Each of these pilots serves as a fractal of our institution, designed deliberately to build economic power and independence for organizations that build community wealth.

What this means for Common Future is that all the while, we’ve been building our own economic independence and power, weaning ourselves off our dependence on institutional philanthropy by garnering our own assets to make strategic investments. These include the standard-bearer of maintaining operating reserves, as well as go far beyond to allocate funding towards strategic internal investments, general investments, and fund redistribution. Our board of directors has been forward thinking in helping us to build the internal infrastructure to invest in our own power and potential, and in turn self-determination for the communities we serve.

When it adds up, greater than the sum of its parts, this is what we mean by a new operating system — where the financial flows are regenerative by design. Let nonprofits self-determine their own pilots, strategies, and best path forward by also helping them build their economic power early on.
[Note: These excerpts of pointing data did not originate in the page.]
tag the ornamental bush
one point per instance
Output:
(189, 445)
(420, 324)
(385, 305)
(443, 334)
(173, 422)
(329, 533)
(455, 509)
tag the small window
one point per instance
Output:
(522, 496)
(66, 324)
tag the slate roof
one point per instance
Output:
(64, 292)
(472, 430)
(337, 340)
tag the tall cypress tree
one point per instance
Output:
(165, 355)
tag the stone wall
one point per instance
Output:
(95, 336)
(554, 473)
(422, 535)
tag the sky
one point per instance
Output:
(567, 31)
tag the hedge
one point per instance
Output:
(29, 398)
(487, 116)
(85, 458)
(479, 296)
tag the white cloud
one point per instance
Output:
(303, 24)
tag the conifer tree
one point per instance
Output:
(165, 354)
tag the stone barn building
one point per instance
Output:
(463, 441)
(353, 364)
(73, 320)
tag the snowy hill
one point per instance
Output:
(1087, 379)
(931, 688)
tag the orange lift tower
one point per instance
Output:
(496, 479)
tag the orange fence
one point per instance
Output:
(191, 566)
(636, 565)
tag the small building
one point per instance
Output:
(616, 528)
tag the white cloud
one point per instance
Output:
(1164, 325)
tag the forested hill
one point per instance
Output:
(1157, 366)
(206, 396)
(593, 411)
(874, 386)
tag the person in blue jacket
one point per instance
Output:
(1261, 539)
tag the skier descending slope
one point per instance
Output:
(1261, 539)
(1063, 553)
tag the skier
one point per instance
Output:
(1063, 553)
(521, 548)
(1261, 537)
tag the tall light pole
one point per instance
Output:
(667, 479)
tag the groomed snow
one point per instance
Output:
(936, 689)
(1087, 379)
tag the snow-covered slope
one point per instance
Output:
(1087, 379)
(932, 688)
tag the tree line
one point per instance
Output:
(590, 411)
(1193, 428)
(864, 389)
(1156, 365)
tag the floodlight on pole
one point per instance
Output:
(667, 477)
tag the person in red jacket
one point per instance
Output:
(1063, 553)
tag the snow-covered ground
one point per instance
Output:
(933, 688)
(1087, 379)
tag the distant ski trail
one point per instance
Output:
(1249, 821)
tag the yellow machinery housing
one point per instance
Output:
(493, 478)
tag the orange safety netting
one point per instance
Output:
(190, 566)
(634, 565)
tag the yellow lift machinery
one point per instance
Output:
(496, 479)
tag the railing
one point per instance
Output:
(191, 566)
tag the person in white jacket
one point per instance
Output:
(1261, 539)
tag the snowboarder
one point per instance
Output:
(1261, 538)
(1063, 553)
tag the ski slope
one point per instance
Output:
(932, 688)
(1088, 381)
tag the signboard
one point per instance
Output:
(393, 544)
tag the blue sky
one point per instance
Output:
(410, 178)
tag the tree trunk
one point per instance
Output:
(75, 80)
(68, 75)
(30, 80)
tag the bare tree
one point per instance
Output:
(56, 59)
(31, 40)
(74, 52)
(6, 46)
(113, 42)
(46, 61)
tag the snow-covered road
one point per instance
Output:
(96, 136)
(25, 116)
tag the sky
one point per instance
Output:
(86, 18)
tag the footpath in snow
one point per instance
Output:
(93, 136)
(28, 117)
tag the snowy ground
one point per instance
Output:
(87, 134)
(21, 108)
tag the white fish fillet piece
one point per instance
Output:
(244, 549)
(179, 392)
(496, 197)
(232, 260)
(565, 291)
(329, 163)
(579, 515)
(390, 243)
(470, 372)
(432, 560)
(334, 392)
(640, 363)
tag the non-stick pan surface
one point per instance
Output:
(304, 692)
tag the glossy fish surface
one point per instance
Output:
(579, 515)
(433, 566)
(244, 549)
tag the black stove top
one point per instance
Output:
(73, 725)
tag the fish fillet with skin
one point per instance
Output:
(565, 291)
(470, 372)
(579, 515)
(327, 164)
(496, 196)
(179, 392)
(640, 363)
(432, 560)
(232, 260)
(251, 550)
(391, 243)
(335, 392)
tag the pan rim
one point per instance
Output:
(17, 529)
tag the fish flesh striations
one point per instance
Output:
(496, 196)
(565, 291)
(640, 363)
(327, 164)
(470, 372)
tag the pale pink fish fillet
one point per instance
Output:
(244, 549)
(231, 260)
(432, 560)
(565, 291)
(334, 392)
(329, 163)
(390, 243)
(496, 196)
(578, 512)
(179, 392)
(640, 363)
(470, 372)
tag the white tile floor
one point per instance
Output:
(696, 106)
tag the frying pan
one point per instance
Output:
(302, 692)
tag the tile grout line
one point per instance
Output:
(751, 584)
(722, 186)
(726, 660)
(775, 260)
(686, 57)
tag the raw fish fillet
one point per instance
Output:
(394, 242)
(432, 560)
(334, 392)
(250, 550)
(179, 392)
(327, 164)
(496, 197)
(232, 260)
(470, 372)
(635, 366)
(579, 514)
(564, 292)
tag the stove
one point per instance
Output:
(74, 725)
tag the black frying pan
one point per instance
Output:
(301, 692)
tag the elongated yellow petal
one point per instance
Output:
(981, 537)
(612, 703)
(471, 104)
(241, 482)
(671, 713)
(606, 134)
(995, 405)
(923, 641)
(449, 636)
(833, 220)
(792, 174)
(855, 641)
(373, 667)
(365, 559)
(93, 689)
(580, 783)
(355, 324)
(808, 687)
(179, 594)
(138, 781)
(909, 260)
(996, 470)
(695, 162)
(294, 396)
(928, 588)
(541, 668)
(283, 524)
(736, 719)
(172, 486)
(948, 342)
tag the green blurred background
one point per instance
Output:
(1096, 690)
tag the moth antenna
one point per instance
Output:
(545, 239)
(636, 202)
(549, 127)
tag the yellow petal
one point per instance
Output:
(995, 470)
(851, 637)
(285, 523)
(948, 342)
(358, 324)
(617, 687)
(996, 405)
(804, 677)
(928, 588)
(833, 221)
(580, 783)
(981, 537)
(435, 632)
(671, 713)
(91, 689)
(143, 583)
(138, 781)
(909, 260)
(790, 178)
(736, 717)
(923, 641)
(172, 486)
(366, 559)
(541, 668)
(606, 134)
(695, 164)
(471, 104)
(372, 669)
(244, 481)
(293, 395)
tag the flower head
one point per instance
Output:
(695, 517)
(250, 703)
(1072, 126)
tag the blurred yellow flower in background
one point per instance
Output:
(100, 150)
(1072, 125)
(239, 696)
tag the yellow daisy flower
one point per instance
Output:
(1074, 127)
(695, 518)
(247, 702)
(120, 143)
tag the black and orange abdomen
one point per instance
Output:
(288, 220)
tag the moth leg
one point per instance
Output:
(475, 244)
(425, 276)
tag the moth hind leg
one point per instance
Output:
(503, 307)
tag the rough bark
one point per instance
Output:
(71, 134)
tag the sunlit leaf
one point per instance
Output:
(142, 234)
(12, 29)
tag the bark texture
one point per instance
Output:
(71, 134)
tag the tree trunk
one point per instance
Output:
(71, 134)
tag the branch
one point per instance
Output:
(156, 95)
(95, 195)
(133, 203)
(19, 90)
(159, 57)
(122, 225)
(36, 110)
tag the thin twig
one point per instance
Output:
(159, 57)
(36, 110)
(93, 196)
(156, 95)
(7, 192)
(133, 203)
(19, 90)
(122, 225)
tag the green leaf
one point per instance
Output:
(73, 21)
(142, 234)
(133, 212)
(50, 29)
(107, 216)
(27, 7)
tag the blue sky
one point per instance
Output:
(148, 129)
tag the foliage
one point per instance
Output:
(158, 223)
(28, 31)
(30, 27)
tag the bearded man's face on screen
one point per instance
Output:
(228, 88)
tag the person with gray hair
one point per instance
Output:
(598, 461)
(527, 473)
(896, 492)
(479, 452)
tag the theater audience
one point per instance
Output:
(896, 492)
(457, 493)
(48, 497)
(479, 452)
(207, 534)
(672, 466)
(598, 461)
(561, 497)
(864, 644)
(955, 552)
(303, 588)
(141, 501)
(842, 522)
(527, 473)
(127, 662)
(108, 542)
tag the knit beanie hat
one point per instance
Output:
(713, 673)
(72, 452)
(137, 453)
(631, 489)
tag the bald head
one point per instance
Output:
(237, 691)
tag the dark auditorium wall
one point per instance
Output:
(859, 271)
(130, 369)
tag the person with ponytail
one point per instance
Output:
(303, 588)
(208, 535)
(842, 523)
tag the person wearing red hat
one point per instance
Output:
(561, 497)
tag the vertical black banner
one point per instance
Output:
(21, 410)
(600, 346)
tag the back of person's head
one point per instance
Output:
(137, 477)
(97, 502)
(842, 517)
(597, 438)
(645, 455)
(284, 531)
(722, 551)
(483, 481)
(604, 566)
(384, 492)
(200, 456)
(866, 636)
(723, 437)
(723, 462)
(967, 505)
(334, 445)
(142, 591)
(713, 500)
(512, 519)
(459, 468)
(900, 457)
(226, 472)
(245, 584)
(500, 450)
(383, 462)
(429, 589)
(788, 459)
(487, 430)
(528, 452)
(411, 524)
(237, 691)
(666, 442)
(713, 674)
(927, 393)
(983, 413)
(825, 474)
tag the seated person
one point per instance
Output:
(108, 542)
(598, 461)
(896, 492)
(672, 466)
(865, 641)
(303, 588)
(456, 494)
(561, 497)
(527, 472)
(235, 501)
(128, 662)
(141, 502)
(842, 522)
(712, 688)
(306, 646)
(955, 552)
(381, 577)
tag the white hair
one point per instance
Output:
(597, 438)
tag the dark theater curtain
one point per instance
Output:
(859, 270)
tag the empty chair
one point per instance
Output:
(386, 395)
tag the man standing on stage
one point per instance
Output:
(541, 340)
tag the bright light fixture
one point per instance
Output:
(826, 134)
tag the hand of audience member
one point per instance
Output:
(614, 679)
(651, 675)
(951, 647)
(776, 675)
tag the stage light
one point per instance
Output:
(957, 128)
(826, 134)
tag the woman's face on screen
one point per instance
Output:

For the sake of innovation, to derive new solutions, diversify revenue streams, and make the nonprofit sector more sustainable and less dependent — we need to fundamentally alter the source code.

We recognize we are working in a system with inertia, and that swimming against the tide may be an impossible bet. We are willing to try anyway. To hold up a light where it has been so dark.

As a Black-led, multiracial organization, we are betting on ourselves. Will you?